Following model fitting for a fixed gene through an accelerated EM algorithm, Dino produces normalized expression values by resampling from the posterior distribution of the latent expression parameters, $$\lambda_{gj}$$. It can be shown that the distribution on the $$\lambda_{j}$$ (dropping the gene-specific subscript $$g$$ as calculations are repreated across genes) is a mixture of Gammas, specifically: $\mathbb{P}(\lambda_{j}|y_{j},\delta_j)=\sum_{K}\tau_{kj}f^{G}\left(\frac{\mu_{k}}{\theta}+\gamma y_{j},\frac{1}{\frac{1}{\theta}+\gamma\delta_j}\right)$ where $$\tau_{kj}$$ denotes the conditional probability that $$\lambda_{gj}$$ was sampled from mixture component $$k$$ and $$\gamma$$ is a global concentration parameter. The $$\tau_{kj}$$ are estimated as part of the implementation of the EM algorithm in Dino. The adjustment from the concentration parameter can be seen as a bias in the normalized values towards a scale-factor version of normalization, since, in the limit of $$\gamma$$, the normalized expression for cell $$j$$ converges to $$y_j/\delta_j$$. Default values of $$\gamma=15$$ have proven successful.
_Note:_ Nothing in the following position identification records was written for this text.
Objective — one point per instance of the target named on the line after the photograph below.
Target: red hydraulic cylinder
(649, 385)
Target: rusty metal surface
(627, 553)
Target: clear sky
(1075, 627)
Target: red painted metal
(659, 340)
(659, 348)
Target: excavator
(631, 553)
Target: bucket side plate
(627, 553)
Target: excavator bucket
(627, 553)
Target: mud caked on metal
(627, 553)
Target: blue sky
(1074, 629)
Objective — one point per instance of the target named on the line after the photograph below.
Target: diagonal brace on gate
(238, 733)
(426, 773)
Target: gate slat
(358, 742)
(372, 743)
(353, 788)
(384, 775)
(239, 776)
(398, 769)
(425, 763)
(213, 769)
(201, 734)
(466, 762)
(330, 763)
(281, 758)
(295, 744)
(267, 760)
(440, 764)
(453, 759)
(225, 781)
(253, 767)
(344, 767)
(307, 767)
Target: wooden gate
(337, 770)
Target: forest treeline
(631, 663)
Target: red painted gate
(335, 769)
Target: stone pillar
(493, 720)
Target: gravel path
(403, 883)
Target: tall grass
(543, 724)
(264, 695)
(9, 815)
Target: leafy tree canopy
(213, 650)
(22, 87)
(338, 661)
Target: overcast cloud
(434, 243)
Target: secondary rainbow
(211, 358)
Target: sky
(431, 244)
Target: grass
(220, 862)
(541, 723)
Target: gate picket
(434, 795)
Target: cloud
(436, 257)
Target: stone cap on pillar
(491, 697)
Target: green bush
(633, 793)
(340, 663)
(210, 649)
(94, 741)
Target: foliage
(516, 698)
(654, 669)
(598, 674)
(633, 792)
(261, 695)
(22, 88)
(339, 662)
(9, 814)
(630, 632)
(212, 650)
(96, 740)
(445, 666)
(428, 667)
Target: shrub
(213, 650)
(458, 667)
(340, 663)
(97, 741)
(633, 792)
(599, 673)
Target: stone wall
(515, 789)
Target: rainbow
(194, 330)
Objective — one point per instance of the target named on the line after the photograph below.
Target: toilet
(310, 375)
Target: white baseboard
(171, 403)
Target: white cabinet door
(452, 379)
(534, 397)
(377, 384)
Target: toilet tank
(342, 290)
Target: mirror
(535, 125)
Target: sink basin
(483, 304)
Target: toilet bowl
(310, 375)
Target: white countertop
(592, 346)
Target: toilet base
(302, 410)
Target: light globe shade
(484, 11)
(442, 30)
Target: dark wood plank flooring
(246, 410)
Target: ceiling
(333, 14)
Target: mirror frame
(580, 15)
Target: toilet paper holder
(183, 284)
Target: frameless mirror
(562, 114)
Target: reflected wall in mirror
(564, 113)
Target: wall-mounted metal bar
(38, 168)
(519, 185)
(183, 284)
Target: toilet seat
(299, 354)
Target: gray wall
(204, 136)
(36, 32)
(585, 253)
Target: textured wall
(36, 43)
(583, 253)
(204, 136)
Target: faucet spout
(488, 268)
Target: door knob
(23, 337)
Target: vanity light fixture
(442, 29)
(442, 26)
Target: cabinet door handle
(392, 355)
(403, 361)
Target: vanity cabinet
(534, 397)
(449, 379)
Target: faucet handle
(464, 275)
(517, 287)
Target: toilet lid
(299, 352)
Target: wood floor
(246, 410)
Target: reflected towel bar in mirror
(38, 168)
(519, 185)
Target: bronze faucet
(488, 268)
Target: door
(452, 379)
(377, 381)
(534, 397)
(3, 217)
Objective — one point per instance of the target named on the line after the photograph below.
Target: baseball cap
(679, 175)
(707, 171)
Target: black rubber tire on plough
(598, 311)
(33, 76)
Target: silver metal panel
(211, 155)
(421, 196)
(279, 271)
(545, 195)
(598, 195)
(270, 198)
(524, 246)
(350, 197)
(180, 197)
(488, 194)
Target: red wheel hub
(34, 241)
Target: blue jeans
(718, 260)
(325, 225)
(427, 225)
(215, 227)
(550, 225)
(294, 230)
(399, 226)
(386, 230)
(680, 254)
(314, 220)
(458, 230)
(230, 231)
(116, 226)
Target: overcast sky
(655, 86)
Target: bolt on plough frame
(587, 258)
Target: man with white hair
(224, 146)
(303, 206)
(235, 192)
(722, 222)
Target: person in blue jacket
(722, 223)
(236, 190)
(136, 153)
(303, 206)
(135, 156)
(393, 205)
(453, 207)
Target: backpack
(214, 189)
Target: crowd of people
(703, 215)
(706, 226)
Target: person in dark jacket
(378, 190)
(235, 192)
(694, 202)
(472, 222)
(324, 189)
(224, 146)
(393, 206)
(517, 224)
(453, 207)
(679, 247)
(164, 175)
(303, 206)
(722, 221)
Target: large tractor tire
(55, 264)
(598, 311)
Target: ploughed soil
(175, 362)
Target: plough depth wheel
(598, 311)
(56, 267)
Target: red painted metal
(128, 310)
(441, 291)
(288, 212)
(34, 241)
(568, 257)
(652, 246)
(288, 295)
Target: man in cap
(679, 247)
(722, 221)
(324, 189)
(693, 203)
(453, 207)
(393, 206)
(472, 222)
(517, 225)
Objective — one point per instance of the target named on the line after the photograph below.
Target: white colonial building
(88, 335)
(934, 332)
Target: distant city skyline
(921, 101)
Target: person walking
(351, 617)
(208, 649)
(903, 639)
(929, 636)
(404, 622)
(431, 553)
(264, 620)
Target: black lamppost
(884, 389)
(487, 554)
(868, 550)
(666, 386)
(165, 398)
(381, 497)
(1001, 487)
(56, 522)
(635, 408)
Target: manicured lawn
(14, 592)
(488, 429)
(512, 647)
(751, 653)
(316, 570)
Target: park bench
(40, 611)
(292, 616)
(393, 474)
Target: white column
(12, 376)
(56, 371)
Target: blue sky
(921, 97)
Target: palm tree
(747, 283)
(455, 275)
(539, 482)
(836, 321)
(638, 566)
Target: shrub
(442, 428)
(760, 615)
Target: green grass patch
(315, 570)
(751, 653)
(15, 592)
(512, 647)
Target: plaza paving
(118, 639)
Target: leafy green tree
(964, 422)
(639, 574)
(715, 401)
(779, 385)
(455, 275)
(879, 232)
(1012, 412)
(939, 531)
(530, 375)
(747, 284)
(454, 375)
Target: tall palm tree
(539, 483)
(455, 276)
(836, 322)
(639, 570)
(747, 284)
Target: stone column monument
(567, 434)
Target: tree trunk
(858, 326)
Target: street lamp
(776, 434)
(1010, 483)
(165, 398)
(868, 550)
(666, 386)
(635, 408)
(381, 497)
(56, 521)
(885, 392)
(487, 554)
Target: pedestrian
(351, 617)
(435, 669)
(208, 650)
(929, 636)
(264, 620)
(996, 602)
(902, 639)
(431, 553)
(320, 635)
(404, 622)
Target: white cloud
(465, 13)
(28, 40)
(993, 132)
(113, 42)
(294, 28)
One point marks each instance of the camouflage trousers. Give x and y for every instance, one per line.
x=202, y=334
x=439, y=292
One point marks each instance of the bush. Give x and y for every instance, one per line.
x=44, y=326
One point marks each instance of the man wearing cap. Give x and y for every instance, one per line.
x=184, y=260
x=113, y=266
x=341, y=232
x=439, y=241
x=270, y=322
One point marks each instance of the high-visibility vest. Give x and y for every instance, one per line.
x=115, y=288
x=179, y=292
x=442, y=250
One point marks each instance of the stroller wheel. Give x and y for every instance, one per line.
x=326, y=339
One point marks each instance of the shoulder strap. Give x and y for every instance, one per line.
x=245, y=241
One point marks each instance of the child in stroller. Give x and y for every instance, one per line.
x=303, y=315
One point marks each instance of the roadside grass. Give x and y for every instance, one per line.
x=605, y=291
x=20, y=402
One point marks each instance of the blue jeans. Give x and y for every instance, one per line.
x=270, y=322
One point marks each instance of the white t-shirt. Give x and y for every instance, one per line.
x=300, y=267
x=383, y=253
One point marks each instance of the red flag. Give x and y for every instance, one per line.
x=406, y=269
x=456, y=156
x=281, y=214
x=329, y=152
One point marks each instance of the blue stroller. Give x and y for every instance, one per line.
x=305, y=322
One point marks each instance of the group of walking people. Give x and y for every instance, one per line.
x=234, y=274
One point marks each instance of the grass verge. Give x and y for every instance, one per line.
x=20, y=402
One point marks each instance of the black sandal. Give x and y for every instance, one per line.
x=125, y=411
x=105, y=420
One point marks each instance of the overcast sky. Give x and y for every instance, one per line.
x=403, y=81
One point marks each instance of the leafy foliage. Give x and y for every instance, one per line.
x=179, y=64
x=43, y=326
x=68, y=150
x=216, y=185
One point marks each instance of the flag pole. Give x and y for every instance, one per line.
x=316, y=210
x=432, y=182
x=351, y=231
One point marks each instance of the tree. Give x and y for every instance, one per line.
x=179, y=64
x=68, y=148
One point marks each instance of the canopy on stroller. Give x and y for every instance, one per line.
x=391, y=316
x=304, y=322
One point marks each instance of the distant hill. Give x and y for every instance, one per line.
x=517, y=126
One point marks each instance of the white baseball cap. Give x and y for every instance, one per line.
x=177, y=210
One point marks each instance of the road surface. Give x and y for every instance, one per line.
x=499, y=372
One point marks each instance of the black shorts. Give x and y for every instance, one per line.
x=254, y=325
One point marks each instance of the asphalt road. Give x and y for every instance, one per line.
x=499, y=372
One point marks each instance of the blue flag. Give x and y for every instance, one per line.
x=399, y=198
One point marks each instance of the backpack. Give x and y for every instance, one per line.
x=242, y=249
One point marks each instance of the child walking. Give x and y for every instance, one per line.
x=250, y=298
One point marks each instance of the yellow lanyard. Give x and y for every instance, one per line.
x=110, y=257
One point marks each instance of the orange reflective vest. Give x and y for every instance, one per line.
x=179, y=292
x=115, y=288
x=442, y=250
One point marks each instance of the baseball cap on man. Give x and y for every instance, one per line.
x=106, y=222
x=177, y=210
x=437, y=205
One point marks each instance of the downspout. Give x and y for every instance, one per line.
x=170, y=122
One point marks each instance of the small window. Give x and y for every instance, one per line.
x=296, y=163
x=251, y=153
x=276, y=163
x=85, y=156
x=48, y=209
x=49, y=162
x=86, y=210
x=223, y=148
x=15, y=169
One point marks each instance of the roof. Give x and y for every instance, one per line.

## 4.2 Mixture components $$K$$

Approximating the flexibility of a non-parametric method, Dino uses a large number of mixture components, $$K$$, in order to capture the full heterogeneity of expression that may exist for a given gene. The gene-specific number of components is estimated as the square root of the number of strictly positive UMI counts for a given gene. By default, $$K$$ is limited to be no larger than 100. In simulation, large values of $$K$$ are shown to successfully reconstruct both unimodal and multimodal underlying distributions. For example, when UMI counts are estimated under a single negative binomial distribution, the Dino fitted prior distribution (black, right panel) which is used to sample normalized expression closely matches the theoretical sampling distribution (red, right panel). Likewise, the fitted means ($$\mu_k$$ in the model, gray lines, left panel) span the range of the simulated data (heat map of counts, left panel), but concentrate around the theoretical mean of the sampling distribution (red, left panel).